Pour la petite histoire, cette femme au caractère et aux allures d’une dame de fer fait partie de la promotion charnière entre l’ISTI et l’IFASIC. La chronique relève qu’elle fait partie de la dernière promotion de l’ISTI et de la première promotion de l’IFASIC.

Mbongompasi est entrée à l’ISTI-IFASIC par conviction, mue par le seul souci de devenir une femme de médias qui compte.

De son inscription jusqu’à la fin de son second cycle, elle n’a pas cessé de garder le pied sur l’accélérateur, mettant et maintenant le cap sur la grande option journalisme, politique extérieure. C’est ainsi qu’elle a eu à passer par les moules classiques de la faculté auxquels se sont ajoutés les stages académiques effectués à la Radiotélévision Nationale et à la Radio Okapi.

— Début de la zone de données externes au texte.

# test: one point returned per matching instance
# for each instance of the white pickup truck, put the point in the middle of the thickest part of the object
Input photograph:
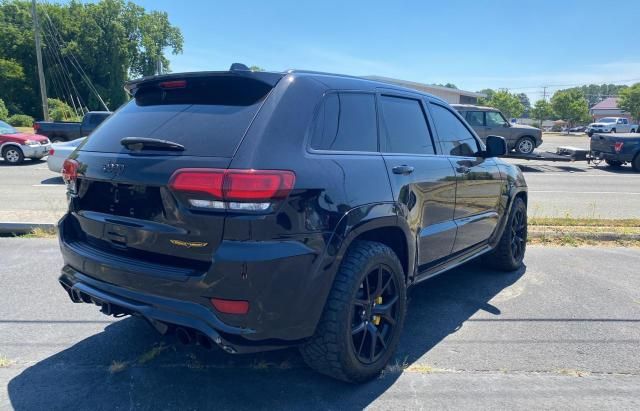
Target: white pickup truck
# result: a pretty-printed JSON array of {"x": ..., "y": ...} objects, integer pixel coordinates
[{"x": 611, "y": 125}]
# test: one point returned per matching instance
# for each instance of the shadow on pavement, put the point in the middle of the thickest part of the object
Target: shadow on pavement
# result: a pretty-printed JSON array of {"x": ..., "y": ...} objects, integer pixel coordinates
[{"x": 129, "y": 365}]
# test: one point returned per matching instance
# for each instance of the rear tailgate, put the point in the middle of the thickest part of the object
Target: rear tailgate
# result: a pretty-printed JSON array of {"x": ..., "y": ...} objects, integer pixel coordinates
[{"x": 122, "y": 210}]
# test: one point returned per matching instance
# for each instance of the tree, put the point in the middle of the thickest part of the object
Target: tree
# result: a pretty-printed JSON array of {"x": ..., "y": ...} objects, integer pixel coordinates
[
  {"x": 542, "y": 110},
  {"x": 570, "y": 105},
  {"x": 4, "y": 113},
  {"x": 524, "y": 100},
  {"x": 630, "y": 100},
  {"x": 111, "y": 40},
  {"x": 484, "y": 101},
  {"x": 61, "y": 111},
  {"x": 506, "y": 102}
]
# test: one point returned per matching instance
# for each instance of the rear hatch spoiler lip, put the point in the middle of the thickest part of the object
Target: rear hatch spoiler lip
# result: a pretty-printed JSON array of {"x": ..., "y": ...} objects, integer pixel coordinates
[{"x": 269, "y": 78}]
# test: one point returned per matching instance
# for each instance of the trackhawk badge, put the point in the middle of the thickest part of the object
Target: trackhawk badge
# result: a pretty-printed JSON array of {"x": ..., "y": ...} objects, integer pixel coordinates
[
  {"x": 112, "y": 167},
  {"x": 188, "y": 244}
]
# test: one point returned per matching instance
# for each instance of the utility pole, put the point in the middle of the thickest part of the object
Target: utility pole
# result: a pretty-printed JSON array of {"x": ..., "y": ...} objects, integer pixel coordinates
[{"x": 43, "y": 85}]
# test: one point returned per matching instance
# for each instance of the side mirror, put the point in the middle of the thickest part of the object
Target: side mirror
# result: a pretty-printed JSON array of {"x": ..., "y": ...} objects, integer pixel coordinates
[{"x": 496, "y": 147}]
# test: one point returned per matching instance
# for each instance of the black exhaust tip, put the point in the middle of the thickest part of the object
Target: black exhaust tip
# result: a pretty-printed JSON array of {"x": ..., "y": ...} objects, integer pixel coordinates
[
  {"x": 204, "y": 341},
  {"x": 184, "y": 335}
]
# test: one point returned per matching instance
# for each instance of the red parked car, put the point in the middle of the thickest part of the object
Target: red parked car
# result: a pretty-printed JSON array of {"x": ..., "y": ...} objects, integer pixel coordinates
[{"x": 16, "y": 146}]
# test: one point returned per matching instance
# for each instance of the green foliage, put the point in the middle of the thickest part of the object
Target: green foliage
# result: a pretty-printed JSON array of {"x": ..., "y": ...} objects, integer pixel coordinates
[
  {"x": 61, "y": 111},
  {"x": 524, "y": 100},
  {"x": 542, "y": 110},
  {"x": 504, "y": 101},
  {"x": 112, "y": 40},
  {"x": 595, "y": 93},
  {"x": 20, "y": 120},
  {"x": 4, "y": 113},
  {"x": 630, "y": 100},
  {"x": 571, "y": 105}
]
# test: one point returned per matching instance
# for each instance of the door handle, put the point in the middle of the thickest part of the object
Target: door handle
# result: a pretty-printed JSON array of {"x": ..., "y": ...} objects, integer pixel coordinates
[{"x": 402, "y": 170}]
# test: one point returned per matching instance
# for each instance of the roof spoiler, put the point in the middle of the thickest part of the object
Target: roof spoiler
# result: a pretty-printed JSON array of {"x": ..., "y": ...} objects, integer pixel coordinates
[{"x": 236, "y": 70}]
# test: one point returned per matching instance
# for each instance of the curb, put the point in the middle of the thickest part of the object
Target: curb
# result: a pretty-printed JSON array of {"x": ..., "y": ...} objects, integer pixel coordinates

Malgré sa casquette d’enseignante, Madeleine Mbongompasi a maintenu son ancrage dans la profession journalistique. A son actif, ce joli background : correspondante du magazine Grands Lacs, conseillère à l’Union Internationale de la Presse Francophone (UPF), collaboratrice au journal UHURU ; Rédactrice en chef au bulletin ‘’Congo Telema’’ du ministère du Plan… En ce moment-ci, elle exerce encore comme Rédactrice en chef au magazine en ligne ‘’Congo Business’(édité au Canada) et correspondante permanente au périodique ‘Renaissance’’.

De son passage sur les bancs de l’ISTI-IFASIC, Madeleine Mbongompasi rappelle, non sans nostalgie, que son alma mater lui a permis d’avoir une belle vision du monde. Pour cela, quelques enseignants l’ont marquée particulièrement : Paul Okomba, Jean Claude Matumweni, Jean Chrétien Ekambo, Jean Lucien Kitima et Jean Donadieu Mamba wa Ngindu… La liste est loin d’être exhaustive, prend-elle la précaution de préciser.

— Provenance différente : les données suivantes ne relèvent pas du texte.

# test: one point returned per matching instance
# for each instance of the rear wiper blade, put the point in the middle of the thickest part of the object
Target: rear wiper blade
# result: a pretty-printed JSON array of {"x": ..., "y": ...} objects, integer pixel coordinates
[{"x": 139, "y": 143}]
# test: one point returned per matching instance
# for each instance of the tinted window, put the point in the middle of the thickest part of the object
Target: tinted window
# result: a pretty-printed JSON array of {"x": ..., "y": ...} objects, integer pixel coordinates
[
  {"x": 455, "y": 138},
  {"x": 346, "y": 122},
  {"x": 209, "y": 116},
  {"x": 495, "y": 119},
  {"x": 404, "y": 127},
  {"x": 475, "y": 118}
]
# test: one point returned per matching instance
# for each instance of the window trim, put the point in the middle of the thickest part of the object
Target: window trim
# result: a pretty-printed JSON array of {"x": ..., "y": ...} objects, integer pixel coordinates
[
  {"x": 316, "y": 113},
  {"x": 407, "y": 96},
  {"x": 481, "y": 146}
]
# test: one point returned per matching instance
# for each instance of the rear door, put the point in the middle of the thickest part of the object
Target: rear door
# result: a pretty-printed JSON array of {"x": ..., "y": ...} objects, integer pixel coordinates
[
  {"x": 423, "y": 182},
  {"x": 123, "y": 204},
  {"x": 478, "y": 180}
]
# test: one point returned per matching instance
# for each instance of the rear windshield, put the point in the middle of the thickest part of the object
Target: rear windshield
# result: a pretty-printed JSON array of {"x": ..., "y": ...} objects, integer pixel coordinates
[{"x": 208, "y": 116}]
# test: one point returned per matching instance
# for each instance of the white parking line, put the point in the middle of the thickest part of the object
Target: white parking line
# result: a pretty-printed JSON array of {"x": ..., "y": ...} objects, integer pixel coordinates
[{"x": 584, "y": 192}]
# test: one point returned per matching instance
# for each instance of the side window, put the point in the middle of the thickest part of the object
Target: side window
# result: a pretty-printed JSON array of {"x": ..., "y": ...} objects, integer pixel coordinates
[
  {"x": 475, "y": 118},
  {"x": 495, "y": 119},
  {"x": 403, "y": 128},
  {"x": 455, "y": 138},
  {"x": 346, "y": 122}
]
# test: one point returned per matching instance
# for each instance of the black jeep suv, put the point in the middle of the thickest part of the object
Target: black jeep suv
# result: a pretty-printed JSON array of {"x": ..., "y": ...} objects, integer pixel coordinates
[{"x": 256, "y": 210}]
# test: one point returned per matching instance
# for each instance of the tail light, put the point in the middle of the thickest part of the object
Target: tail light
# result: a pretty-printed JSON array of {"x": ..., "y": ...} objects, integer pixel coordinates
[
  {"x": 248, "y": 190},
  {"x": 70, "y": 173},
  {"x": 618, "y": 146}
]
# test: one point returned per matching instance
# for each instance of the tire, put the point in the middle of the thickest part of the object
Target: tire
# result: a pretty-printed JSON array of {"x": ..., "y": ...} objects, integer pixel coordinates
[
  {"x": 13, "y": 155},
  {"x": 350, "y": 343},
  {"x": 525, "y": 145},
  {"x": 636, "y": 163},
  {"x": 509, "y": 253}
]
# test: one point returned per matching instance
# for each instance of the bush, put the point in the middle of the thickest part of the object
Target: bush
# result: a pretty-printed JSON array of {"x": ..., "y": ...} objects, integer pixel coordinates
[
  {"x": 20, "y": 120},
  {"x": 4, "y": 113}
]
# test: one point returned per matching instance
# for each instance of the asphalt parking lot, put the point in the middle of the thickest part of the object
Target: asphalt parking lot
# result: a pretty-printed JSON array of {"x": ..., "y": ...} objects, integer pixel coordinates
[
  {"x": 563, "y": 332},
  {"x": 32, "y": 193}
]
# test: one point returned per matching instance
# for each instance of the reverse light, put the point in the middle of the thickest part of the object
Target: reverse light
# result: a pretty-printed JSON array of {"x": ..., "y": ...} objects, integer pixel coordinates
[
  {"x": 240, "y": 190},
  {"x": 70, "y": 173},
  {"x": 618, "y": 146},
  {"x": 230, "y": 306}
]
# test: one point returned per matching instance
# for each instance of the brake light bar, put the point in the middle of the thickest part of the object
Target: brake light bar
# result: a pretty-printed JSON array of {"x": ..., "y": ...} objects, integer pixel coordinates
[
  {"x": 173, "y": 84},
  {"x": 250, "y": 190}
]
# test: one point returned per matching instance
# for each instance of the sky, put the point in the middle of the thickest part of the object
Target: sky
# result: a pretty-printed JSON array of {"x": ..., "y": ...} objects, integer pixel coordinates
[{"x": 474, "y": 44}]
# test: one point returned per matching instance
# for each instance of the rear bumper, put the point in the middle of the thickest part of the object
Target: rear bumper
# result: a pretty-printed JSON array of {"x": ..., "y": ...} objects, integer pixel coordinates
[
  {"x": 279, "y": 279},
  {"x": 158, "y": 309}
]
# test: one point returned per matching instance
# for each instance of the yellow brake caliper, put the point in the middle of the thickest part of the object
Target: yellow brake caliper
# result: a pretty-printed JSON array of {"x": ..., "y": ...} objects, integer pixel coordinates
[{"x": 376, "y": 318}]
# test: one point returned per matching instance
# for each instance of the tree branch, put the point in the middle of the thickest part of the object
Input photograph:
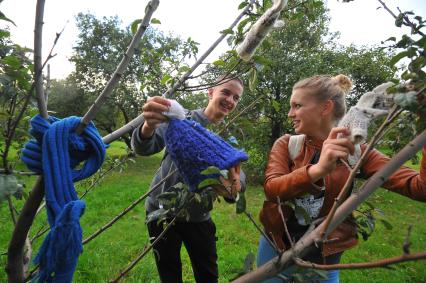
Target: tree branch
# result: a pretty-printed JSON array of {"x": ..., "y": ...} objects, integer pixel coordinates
[
  {"x": 118, "y": 73},
  {"x": 271, "y": 268},
  {"x": 125, "y": 211},
  {"x": 361, "y": 265},
  {"x": 395, "y": 111},
  {"x": 406, "y": 22},
  {"x": 139, "y": 120}
]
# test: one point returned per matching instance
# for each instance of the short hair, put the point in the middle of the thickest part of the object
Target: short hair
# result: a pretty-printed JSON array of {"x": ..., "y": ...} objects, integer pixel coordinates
[{"x": 227, "y": 78}]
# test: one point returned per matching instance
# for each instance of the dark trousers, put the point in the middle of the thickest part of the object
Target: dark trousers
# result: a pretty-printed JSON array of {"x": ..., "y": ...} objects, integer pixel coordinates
[{"x": 200, "y": 242}]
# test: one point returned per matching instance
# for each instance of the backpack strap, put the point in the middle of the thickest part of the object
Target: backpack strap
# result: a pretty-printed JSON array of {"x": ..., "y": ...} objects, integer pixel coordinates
[
  {"x": 353, "y": 159},
  {"x": 295, "y": 145}
]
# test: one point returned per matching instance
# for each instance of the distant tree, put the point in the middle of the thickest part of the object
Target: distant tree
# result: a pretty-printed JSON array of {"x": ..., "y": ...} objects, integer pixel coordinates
[{"x": 99, "y": 48}]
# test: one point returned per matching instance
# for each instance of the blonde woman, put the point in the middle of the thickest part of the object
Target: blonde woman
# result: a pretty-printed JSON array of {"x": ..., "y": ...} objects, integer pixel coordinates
[{"x": 314, "y": 177}]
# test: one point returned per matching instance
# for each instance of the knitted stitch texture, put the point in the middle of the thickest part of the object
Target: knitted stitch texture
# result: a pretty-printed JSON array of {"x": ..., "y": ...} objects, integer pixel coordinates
[
  {"x": 193, "y": 149},
  {"x": 370, "y": 106},
  {"x": 55, "y": 153}
]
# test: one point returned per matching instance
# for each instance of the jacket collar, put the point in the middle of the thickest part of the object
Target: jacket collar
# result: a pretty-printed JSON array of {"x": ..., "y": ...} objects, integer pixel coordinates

Madeleine Mbongompasi a réalisé l’un de ses rêves en devenant Docteur en Sciences et techniques de l’information, la troisième femme de notre alma mater après Espérance Bayedila et Lucienne Kabangi.

Il reste un autre, et pas des moindres : ouvrir une chaîne de télévision consacrée essentiellement aux problèmes de la femme et faire un peu de politique. Ceci expliquerait pourquoi les amis l’appellent Madeleine Albright.